Saturday, September 25, 2010

The Good, The Bad.... and The Ugly

Living Proof That Increasing Run Cadence Makes You Faster and Wears You Out!



I went for a run today on a six mile loop through the Barton's Creek and Wood Valley neighborhoods.  This isn't a "10 k time trial" circuit - there is (quite literally I think) not a flat spot on the whole loop, so my times aren't generally fast, but it's a great work out.

If you read the post about my performance at the OBX sprint tri last week, you'll know that I need to work on increasing my run speed.  Those more experienced than me have advised that the best way to achieve this is to work on increasing my total mileage over the winter (which I will do), but run speed is also basically a function of stride length x cadence.  Trying to increase your stride length can really mess you up, so I tought that for this run that I wouldn't worry about pace, but would just focus on cadence, cadence, cadence!  I didn't try to count or quantify in any way, just concentrated on faster leg turnover.

The Good:

Wow!  I pushed-up cadence and didn't worry about pace (I very deliberately didn't check pace on my Garmin).  Here are my run splits over the first four miles compared to the last time I did the same circuit (when, admittedly, I was feeling a bit tired).

Mile             Today          Previous         Delta
  1.               9:40/mile     10:33/mile     0:53/mile
  2.              10:25           11:08            0:43
  3.               9:54            10:37            0:43
  4.              10:48           10:54            0:06

(Don't laugh at the paces - it IS all hills!)

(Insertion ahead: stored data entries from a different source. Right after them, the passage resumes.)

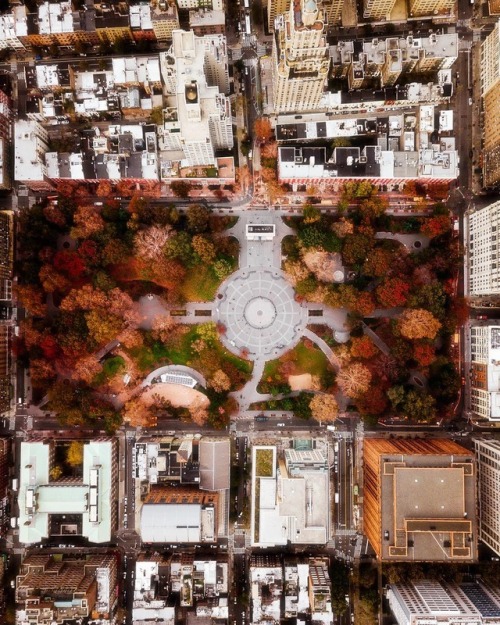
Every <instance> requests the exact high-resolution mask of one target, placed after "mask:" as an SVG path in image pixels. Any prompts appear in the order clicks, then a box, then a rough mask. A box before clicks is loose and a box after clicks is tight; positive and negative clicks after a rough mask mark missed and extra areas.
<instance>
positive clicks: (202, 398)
mask: <svg viewBox="0 0 500 625" xmlns="http://www.w3.org/2000/svg"><path fill="white" fill-rule="evenodd" d="M188 410H189V414H190V416H191V420H192V421H193V423H196V425H199V426H200V427H202V426H203V425H205V423H206V422H207V419H208V412H207V409H206V408H205V401H204V398H201V397H197V398H196V399H195V401H193V403H192V404H190V406H189V408H188Z"/></svg>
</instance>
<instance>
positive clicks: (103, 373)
mask: <svg viewBox="0 0 500 625" xmlns="http://www.w3.org/2000/svg"><path fill="white" fill-rule="evenodd" d="M122 371H125V360H124V359H123V358H122V357H121V356H113V357H112V358H108V359H107V360H105V361H104V363H103V365H102V371H101V372H99V373H98V374H97V375H96V376H95V378H94V385H95V386H101V385H102V384H105V383H106V382H107V381H108V380H111V379H112V378H114V377H115V375H118V373H121V372H122Z"/></svg>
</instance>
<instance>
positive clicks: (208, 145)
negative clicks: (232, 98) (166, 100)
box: [160, 30, 233, 171]
mask: <svg viewBox="0 0 500 625" xmlns="http://www.w3.org/2000/svg"><path fill="white" fill-rule="evenodd" d="M160 57H161V70H162V77H163V81H164V83H165V88H166V91H167V93H168V97H167V99H168V102H169V104H170V107H171V109H170V110H171V112H170V114H169V116H167V117H166V121H165V124H164V126H163V127H162V129H161V132H160V145H161V149H162V150H163V151H164V154H163V158H164V159H165V161H171V160H172V158H171V154H169V152H177V153H179V152H182V153H183V157H184V159H185V161H186V164H187V165H188V166H189V167H199V166H201V167H206V166H216V155H215V152H216V151H217V150H229V149H232V147H233V127H232V120H231V107H230V102H229V99H228V98H227V97H226V95H225V94H226V92H227V90H228V87H229V78H228V76H229V74H228V62H227V47H226V39H225V37H224V36H223V35H205V36H204V37H196V35H195V34H194V33H193V32H192V31H189V32H186V31H182V30H176V31H174V33H173V44H172V47H171V49H170V50H169V52H165V53H162V54H161V55H160ZM177 160H179V159H178V158H177ZM162 171H163V169H162Z"/></svg>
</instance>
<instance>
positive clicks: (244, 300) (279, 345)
mask: <svg viewBox="0 0 500 625" xmlns="http://www.w3.org/2000/svg"><path fill="white" fill-rule="evenodd" d="M294 295H295V293H294V290H293V287H292V286H291V285H290V284H289V283H288V282H287V280H286V279H285V277H284V276H283V274H282V272H281V271H278V270H273V269H263V268H246V269H240V270H239V271H237V272H236V273H234V274H233V275H232V276H230V277H229V278H228V279H227V280H226V281H225V282H224V283H223V284H222V286H221V288H220V290H219V292H218V294H217V297H216V319H217V321H218V322H219V323H220V324H222V325H223V326H224V327H225V328H226V330H225V332H224V333H222V335H221V340H222V342H223V343H224V345H225V346H226V347H227V349H229V350H230V351H232V352H233V353H235V354H241V351H242V350H245V351H247V352H248V357H249V358H250V359H252V360H255V359H265V360H271V359H273V358H277V357H279V356H281V354H283V353H284V352H286V351H288V350H289V349H291V348H292V347H294V346H295V345H296V343H298V341H299V339H300V337H301V336H302V333H303V331H304V329H305V328H306V325H307V309H305V308H302V307H301V306H300V304H299V303H298V302H296V301H295V298H294Z"/></svg>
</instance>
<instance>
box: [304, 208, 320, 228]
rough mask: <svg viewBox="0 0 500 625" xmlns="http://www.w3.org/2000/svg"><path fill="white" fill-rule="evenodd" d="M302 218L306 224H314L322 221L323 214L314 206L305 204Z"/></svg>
mask: <svg viewBox="0 0 500 625" xmlns="http://www.w3.org/2000/svg"><path fill="white" fill-rule="evenodd" d="M302 217H303V218H304V223H305V224H314V223H316V222H318V221H320V219H321V212H320V211H319V209H317V208H316V207H315V206H313V205H312V204H304V207H303V209H302Z"/></svg>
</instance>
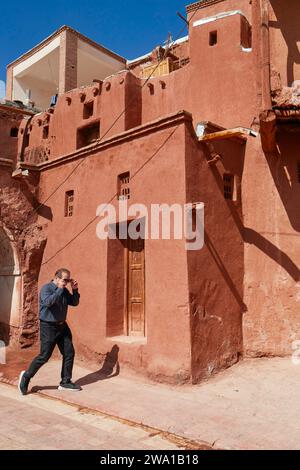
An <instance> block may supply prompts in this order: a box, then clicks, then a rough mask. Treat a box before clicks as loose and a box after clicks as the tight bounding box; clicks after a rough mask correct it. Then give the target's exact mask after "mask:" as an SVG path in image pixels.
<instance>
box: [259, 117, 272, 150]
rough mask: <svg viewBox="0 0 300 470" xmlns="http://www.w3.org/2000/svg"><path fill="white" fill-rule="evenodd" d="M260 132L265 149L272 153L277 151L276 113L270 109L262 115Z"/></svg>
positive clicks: (263, 146) (264, 149)
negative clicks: (272, 152)
mask: <svg viewBox="0 0 300 470" xmlns="http://www.w3.org/2000/svg"><path fill="white" fill-rule="evenodd" d="M259 120H260V134H261V145H262V148H263V151H264V152H266V153H272V152H275V151H276V114H275V113H274V111H272V110H270V109H268V110H266V111H263V112H262V113H261V114H260V116H259Z"/></svg>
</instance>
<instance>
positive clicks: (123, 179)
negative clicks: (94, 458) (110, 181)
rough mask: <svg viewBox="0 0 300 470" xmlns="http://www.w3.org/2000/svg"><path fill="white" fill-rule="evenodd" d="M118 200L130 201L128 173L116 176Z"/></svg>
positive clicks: (129, 191) (128, 176) (124, 173)
mask: <svg viewBox="0 0 300 470" xmlns="http://www.w3.org/2000/svg"><path fill="white" fill-rule="evenodd" d="M118 199H119V200H122V199H123V200H124V199H130V173H129V171H128V172H127V173H123V174H122V175H119V176H118Z"/></svg>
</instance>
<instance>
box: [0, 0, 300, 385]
mask: <svg viewBox="0 0 300 470" xmlns="http://www.w3.org/2000/svg"><path fill="white" fill-rule="evenodd" d="M283 3H284V5H283ZM187 19H188V21H189V34H188V36H187V37H185V38H182V39H180V40H179V41H175V43H170V45H169V46H170V47H168V48H162V47H158V48H156V49H154V51H153V52H152V53H149V54H146V55H145V56H143V57H141V58H139V59H136V60H134V61H127V62H126V61H125V59H123V58H121V57H120V56H117V55H116V54H114V53H111V52H110V51H108V50H107V49H105V48H103V47H102V46H99V45H97V44H95V43H93V42H92V41H89V40H88V39H87V38H84V37H83V36H82V35H80V34H79V33H77V32H76V31H74V30H72V29H71V28H68V27H63V28H61V29H60V30H59V31H58V32H56V33H55V34H54V35H53V36H51V37H50V38H48V39H46V40H45V41H44V42H43V43H41V44H40V45H39V46H37V47H36V48H34V49H33V50H32V51H30V52H29V53H27V54H25V56H23V57H21V58H20V59H18V60H17V61H16V62H15V63H13V64H10V66H9V67H8V78H7V98H8V99H10V100H11V99H13V100H14V99H17V100H20V99H23V100H24V101H25V102H26V99H27V100H28V102H27V104H31V105H33V103H30V101H34V104H35V106H36V107H38V108H41V110H42V111H41V112H40V113H34V114H32V115H30V116H28V115H26V116H25V115H23V119H17V117H7V113H8V112H9V111H8V108H9V107H8V106H7V105H4V108H5V109H6V110H5V111H3V113H5V118H3V119H2V118H1V120H0V125H1V129H0V132H1V144H0V145H1V147H0V150H1V155H0V157H1V158H0V198H1V199H0V203H1V206H0V207H1V228H0V231H1V233H2V237H3V242H2V245H1V248H0V249H1V268H0V291H1V293H0V295H1V298H3V296H4V297H5V298H6V300H5V303H4V304H3V305H4V306H1V309H0V322H1V325H2V334H3V335H4V336H5V337H6V341H7V342H8V341H9V338H10V339H11V340H14V341H17V342H19V343H21V345H23V346H28V345H30V344H33V342H34V341H35V340H36V338H37V333H38V309H37V290H38V288H39V287H40V286H41V285H42V284H44V283H45V282H47V281H48V280H49V279H51V278H52V275H53V273H54V271H55V270H56V269H57V268H58V267H61V266H66V267H69V268H70V269H71V271H72V274H73V275H74V276H76V278H77V279H78V281H79V283H80V292H81V304H80V306H79V307H78V308H77V309H76V310H74V312H70V313H69V322H70V324H71V325H72V330H73V332H74V340H75V343H76V346H77V350H78V351H79V352H80V353H81V354H83V355H85V356H87V357H94V358H95V357H97V356H98V355H99V354H101V353H103V352H106V351H109V350H111V349H112V347H113V346H114V345H115V344H117V345H118V347H119V348H120V361H121V364H122V363H123V364H127V365H130V366H131V367H133V368H135V369H136V370H139V371H142V372H144V373H146V374H148V375H149V376H152V377H155V378H156V379H157V380H166V381H172V382H175V383H180V382H184V381H188V380H191V381H193V382H198V381H199V380H201V379H203V378H205V377H209V376H210V375H211V374H213V373H215V372H217V371H219V370H221V369H222V368H225V367H228V366H230V365H232V364H234V363H235V362H237V361H238V360H239V358H241V357H247V356H264V355H265V356H272V355H278V356H280V355H282V356H283V355H290V354H292V352H293V350H292V343H293V341H294V340H297V339H298V338H299V331H300V320H299V315H298V309H299V302H300V276H299V263H300V243H299V230H300V215H299V209H298V205H299V194H300V157H299V155H298V153H299V151H298V147H299V144H300V86H299V87H298V84H297V80H300V53H299V49H298V43H299V41H300V37H299V21H300V5H299V2H298V1H297V0H286V1H285V2H282V1H280V0H252V1H250V2H249V0H202V1H199V2H197V3H194V4H192V5H190V6H188V7H187ZM47 55H50V57H51V63H52V64H53V70H54V74H53V75H52V76H51V77H52V78H51V80H50V82H51V83H50V82H49V83H48V84H46V80H45V77H46V76H47V71H46V70H45V64H46V63H48V61H47V60H46V59H45V57H47ZM89 61H91V62H90V63H91V66H90V68H89V67H88V65H89ZM82 68H84V70H85V72H83V70H82ZM86 70H90V72H91V73H90V74H88V73H86ZM108 70H110V73H107V71H108ZM150 74H152V75H151V78H150V79H147V77H149V76H150ZM38 76H41V77H42V78H43V77H44V78H43V79H44V88H43V83H42V84H41V85H39V86H38V84H37V82H38V78H37V77H38ZM32 77H33V78H32ZM53 77H54V78H53ZM31 78H32V80H31ZM55 83H56V85H57V87H56V88H55V86H54V85H55ZM299 83H300V82H299ZM24 90H25V91H24ZM43 90H44V91H45V93H44V94H43ZM56 93H58V99H57V102H56V104H55V106H51V107H50V97H51V95H53V94H56ZM47 100H48V102H49V108H48V107H47V108H46V109H43V107H42V105H43V103H45V101H47ZM1 112H2V109H1ZM10 116H11V115H10ZM13 129H17V130H18V131H17V132H16V131H13ZM12 134H13V135H12ZM16 134H17V136H16ZM17 144H18V145H17ZM122 195H123V197H124V195H125V198H127V199H128V203H129V204H130V205H131V204H137V203H138V204H144V205H145V206H146V207H147V208H148V209H149V211H150V206H151V204H153V203H155V204H168V205H170V206H171V205H173V204H176V203H177V204H180V205H182V206H183V205H184V204H187V203H197V202H203V203H204V204H205V245H204V247H203V249H201V250H198V251H187V250H186V246H185V244H186V241H185V239H181V240H179V239H171V240H163V239H146V240H138V241H124V240H120V239H119V238H117V239H108V240H100V239H99V238H98V237H97V234H96V230H97V224H98V222H99V218H98V217H97V216H96V211H97V207H98V206H99V205H100V204H103V203H108V202H110V203H111V204H113V205H115V206H117V204H118V198H119V197H120V196H122ZM129 197H130V199H129ZM122 223H125V224H127V223H128V219H127V218H125V219H124V218H122V217H121V216H120V218H119V219H118V220H117V225H118V226H119V227H120V225H121V224H122Z"/></svg>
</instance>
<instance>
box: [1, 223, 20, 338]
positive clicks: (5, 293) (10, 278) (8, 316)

Clearly I was significantly faster, which is obviously good!

The Bad:

The bad part of all of this was that by the time I got to mile five I was pretty gassed and ended-up walking for short periods on some of the hills.  As one minor excuse - it was hot out there.  Since when has it been in th mid 80s at 9:30 am in late September?

The Ugly:

To add salt into the wounds of walking, when I was almost home I moved onto a grass verge to avoid traffic and stepped into a hole.  Turned my left ankle slightly.  I don't think that it's too bad, but annoying anyway.